I bring this up because often liberal arts degrees are predicated on an
assumption that a person will be seen as more than their degree, even in the
labor market. That is, someone who can complete a liberal arts degree in
philosophy with good grades and the right extracurricular experiences, who has
taken a lot of the right coursework, can go on to get a master's in computer
science, or biochemistry, or a law degree, or MD, or learn the right skills
from their employer.

What we have now is a problem where too much focus is put on certification.
Employers (or their HR departments?) see a degree as a certification to do a
particular skill. They don't want to try to surmise these skills from other
experiences, or to train new employees in those skills, they want a box
checked that says "this person can do A."

This I think is the source of this trend more than anything. It's an equating
of degree major with skillset, or ability, or whatnot.
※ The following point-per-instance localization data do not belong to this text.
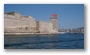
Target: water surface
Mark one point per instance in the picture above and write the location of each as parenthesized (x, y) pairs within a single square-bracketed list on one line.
[(58, 41)]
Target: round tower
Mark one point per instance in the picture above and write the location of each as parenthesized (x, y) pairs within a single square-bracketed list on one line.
[(54, 21)]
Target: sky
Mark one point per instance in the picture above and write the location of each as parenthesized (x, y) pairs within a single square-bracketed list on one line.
[(69, 15)]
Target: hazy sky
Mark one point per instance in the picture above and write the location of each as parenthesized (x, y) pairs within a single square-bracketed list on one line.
[(69, 15)]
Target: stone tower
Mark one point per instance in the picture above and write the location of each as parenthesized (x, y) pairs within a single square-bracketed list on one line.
[(54, 21)]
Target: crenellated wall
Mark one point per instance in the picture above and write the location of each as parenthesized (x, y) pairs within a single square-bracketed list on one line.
[(16, 23)]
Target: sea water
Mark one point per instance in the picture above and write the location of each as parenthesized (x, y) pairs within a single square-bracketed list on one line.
[(54, 41)]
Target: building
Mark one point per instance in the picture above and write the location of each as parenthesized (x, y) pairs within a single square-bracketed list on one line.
[(14, 22)]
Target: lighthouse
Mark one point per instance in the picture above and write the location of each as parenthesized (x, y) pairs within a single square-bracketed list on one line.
[(54, 21)]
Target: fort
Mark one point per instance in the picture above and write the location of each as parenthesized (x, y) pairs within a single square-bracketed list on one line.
[(16, 24)]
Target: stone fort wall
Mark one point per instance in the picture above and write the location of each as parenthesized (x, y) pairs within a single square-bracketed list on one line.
[(15, 23)]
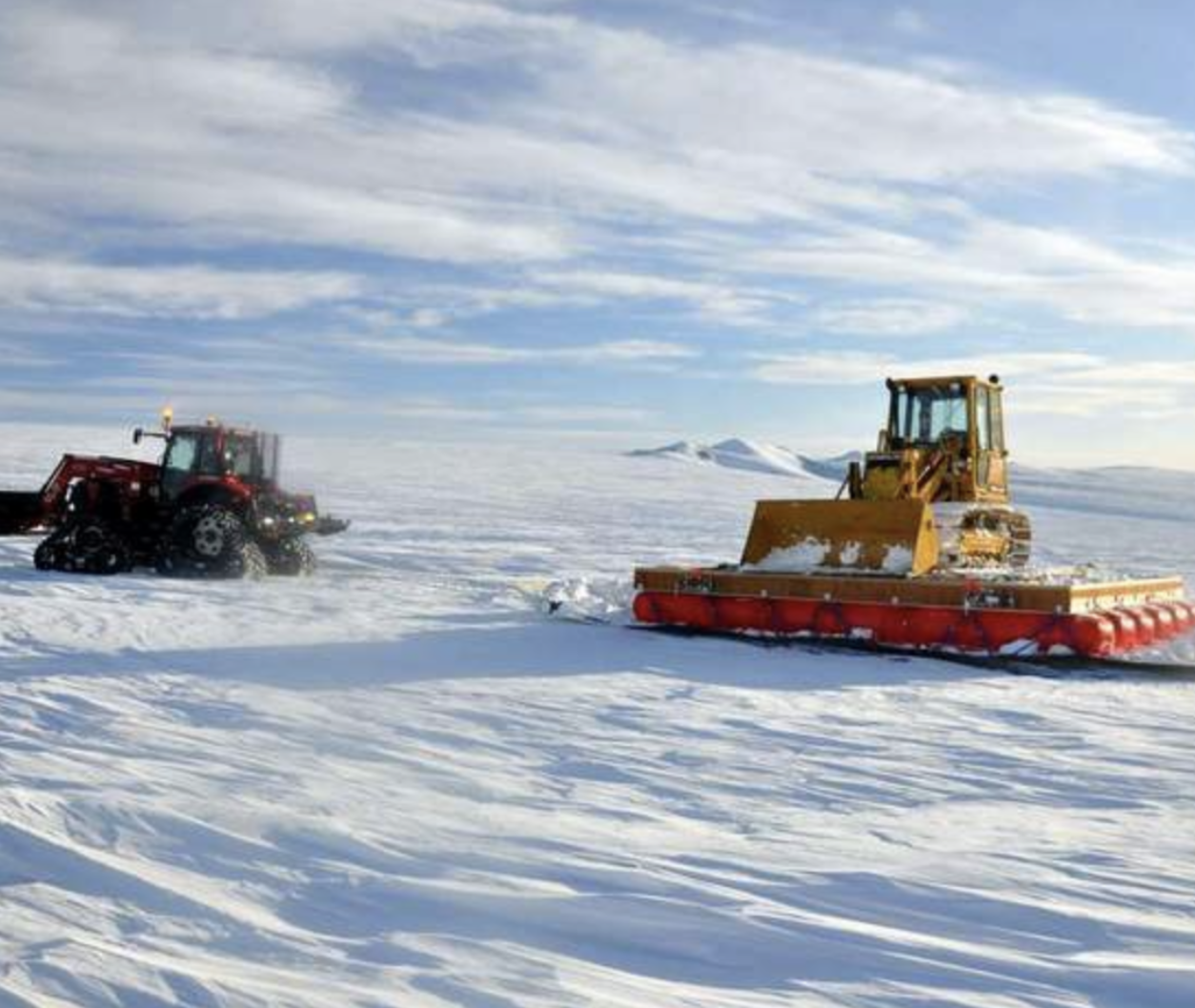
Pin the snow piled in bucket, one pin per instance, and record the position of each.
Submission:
(810, 554)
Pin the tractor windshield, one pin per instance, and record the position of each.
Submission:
(189, 453)
(926, 415)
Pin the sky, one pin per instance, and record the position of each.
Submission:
(619, 222)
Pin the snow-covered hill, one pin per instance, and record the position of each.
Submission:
(753, 456)
(399, 783)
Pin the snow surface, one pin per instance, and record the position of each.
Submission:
(400, 783)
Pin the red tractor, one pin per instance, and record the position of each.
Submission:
(212, 508)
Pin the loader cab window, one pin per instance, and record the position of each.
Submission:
(926, 415)
(982, 418)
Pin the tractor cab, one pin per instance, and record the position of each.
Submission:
(244, 462)
(214, 454)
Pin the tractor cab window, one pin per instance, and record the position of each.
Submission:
(926, 415)
(241, 456)
(189, 453)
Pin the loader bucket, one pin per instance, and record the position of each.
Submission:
(885, 536)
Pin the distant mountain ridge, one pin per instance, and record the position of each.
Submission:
(754, 456)
(1138, 491)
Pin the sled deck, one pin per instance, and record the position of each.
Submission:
(945, 613)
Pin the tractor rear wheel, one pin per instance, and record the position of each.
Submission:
(210, 541)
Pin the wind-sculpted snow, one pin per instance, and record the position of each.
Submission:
(398, 782)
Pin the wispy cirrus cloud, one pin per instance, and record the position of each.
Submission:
(172, 292)
(462, 180)
(441, 350)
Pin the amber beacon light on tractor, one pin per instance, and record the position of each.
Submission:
(922, 549)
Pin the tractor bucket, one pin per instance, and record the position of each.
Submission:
(884, 536)
(19, 513)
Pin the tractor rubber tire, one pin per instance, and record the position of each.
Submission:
(292, 558)
(208, 541)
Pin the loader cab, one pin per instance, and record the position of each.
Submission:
(239, 460)
(962, 415)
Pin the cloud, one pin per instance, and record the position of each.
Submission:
(219, 119)
(178, 292)
(863, 368)
(988, 262)
(419, 350)
(907, 20)
(888, 318)
(1041, 382)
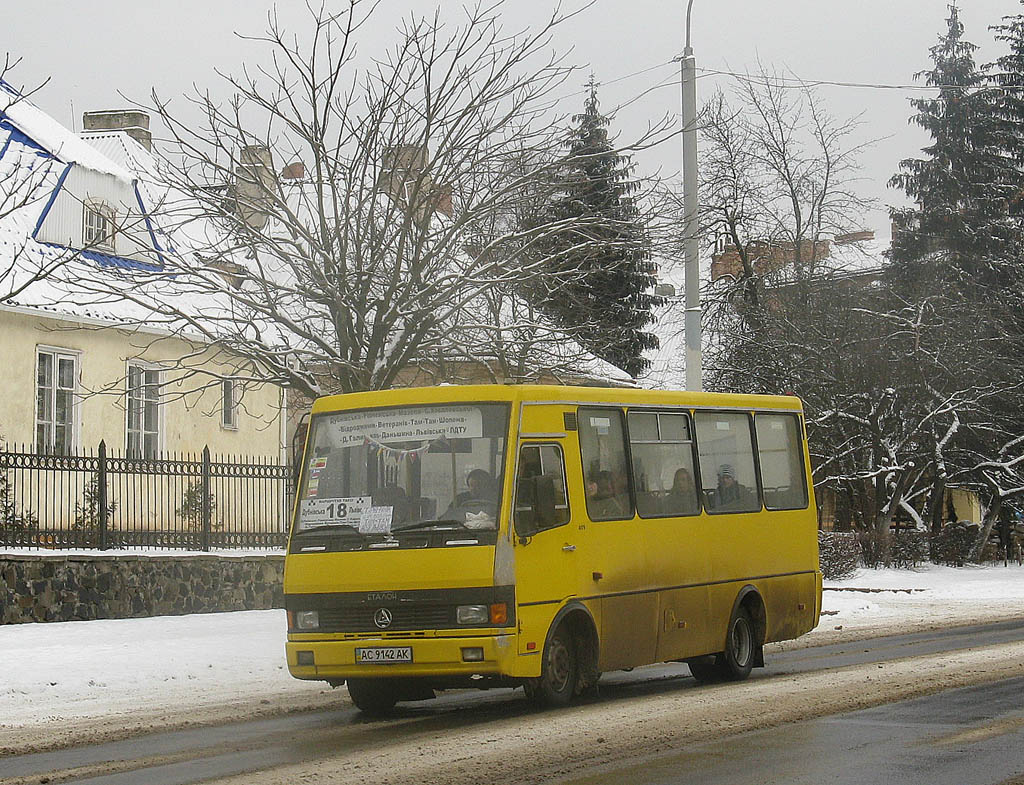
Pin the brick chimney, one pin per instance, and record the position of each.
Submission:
(254, 184)
(294, 171)
(132, 122)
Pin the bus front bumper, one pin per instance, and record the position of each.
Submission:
(436, 656)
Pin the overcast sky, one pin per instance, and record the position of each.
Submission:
(92, 50)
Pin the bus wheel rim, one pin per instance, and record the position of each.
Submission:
(740, 643)
(558, 664)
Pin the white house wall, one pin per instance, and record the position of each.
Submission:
(190, 421)
(64, 223)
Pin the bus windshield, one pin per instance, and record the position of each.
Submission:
(378, 473)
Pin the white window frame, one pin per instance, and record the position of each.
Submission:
(229, 413)
(57, 353)
(94, 236)
(144, 367)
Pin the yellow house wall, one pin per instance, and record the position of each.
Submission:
(190, 420)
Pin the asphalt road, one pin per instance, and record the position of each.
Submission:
(199, 755)
(969, 736)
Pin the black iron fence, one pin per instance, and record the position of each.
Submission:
(108, 500)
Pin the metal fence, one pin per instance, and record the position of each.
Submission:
(108, 500)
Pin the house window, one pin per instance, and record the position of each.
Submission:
(228, 404)
(56, 373)
(98, 226)
(143, 411)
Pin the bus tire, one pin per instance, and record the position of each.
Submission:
(740, 647)
(559, 670)
(706, 669)
(374, 697)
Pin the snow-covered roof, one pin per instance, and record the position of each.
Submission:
(53, 137)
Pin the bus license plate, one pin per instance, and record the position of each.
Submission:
(385, 654)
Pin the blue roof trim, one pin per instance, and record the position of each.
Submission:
(109, 260)
(6, 143)
(52, 199)
(16, 134)
(148, 223)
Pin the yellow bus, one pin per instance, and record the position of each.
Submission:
(538, 535)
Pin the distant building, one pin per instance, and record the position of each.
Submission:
(76, 374)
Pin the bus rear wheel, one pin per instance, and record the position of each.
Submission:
(736, 661)
(559, 671)
(373, 696)
(740, 644)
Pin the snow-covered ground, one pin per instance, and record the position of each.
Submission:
(167, 669)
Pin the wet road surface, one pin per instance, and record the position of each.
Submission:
(969, 736)
(196, 755)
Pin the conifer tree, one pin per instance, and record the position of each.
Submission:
(960, 231)
(601, 274)
(1008, 73)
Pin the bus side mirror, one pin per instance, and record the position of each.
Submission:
(536, 506)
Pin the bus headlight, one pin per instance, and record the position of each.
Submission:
(306, 619)
(472, 614)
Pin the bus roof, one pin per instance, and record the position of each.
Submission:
(550, 393)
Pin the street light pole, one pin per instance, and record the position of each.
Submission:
(691, 264)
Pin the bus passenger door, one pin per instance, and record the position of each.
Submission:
(550, 546)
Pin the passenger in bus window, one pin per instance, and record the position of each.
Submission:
(682, 497)
(731, 494)
(601, 502)
(481, 487)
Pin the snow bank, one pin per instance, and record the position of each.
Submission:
(61, 672)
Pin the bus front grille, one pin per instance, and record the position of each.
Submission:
(360, 618)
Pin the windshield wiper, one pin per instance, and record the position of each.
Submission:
(342, 529)
(427, 525)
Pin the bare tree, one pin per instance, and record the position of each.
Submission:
(399, 245)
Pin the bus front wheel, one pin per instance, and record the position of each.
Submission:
(373, 696)
(559, 671)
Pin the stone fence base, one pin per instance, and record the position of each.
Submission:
(55, 587)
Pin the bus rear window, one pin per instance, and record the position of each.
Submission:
(781, 458)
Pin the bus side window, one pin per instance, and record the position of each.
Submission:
(725, 450)
(781, 460)
(541, 502)
(663, 464)
(605, 474)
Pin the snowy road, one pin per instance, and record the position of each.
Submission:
(651, 709)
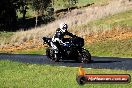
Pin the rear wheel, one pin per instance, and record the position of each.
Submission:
(84, 56)
(51, 54)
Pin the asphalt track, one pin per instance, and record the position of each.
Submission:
(98, 62)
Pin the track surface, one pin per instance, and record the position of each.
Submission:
(98, 62)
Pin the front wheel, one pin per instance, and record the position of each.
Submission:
(84, 56)
(51, 55)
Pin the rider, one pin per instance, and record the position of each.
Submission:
(58, 37)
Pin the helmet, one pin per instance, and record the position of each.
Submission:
(63, 27)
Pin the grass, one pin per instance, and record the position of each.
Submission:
(5, 37)
(124, 18)
(112, 48)
(59, 4)
(35, 51)
(24, 75)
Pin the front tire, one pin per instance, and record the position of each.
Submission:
(51, 54)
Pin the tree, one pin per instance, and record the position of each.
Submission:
(8, 18)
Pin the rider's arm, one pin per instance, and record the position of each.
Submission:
(70, 34)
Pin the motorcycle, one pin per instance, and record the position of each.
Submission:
(71, 50)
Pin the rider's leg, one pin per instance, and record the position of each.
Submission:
(53, 45)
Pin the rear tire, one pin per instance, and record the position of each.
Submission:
(51, 54)
(84, 56)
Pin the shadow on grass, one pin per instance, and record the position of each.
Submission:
(97, 62)
(31, 22)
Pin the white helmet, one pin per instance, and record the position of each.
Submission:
(63, 27)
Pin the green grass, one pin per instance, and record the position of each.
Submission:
(59, 4)
(114, 48)
(36, 51)
(24, 75)
(122, 19)
(5, 37)
(111, 48)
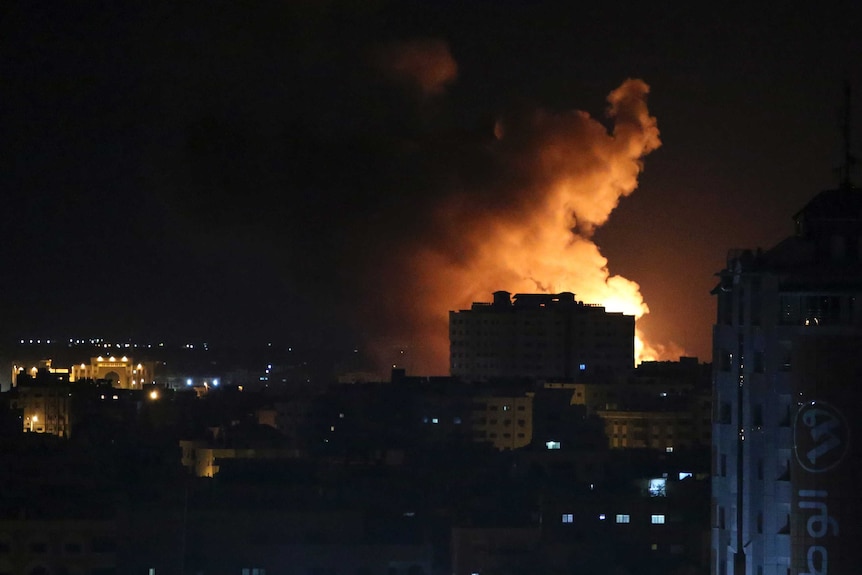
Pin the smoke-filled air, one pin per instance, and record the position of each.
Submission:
(521, 221)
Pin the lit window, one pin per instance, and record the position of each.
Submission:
(657, 487)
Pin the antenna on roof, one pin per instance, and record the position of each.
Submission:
(847, 167)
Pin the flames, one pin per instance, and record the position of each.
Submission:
(525, 223)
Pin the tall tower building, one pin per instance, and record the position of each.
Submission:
(787, 350)
(542, 336)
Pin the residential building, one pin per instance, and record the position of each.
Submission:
(540, 336)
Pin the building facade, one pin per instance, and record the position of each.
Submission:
(122, 372)
(787, 353)
(541, 336)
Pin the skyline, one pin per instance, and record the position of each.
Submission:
(273, 172)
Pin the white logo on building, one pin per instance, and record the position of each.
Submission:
(821, 437)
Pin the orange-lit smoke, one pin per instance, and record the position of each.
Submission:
(558, 177)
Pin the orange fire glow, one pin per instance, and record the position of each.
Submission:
(557, 177)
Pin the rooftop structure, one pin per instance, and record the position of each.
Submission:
(786, 347)
(540, 336)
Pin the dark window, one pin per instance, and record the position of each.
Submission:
(757, 416)
(104, 545)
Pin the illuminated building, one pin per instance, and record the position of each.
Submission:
(542, 336)
(504, 422)
(787, 357)
(42, 395)
(122, 372)
(44, 368)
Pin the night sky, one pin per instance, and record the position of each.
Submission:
(221, 172)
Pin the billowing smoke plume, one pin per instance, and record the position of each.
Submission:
(426, 64)
(520, 219)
When you live in a society where having X degree is required, either by
employer hiring practices or by law, as a certification of being able to do A,
B, or C task--even if you do not _actually_ need that particular degree to do
those tasks--you are inevitably going to see everyone want to have X degree.
When you create an economic environment driven by rent seeking and regulatory
capture of one sort or another, you're going to see people try to position
themselves accordingly.

I think the rise in interests in MOOCs, etc., and criticism of traditional
educational structures in part is a response to this overcredentialing. The
irony is that the liberal arts degree, which is supposed to be a kind of happy
medium, kind of has been squeezed out from both sides of that argument.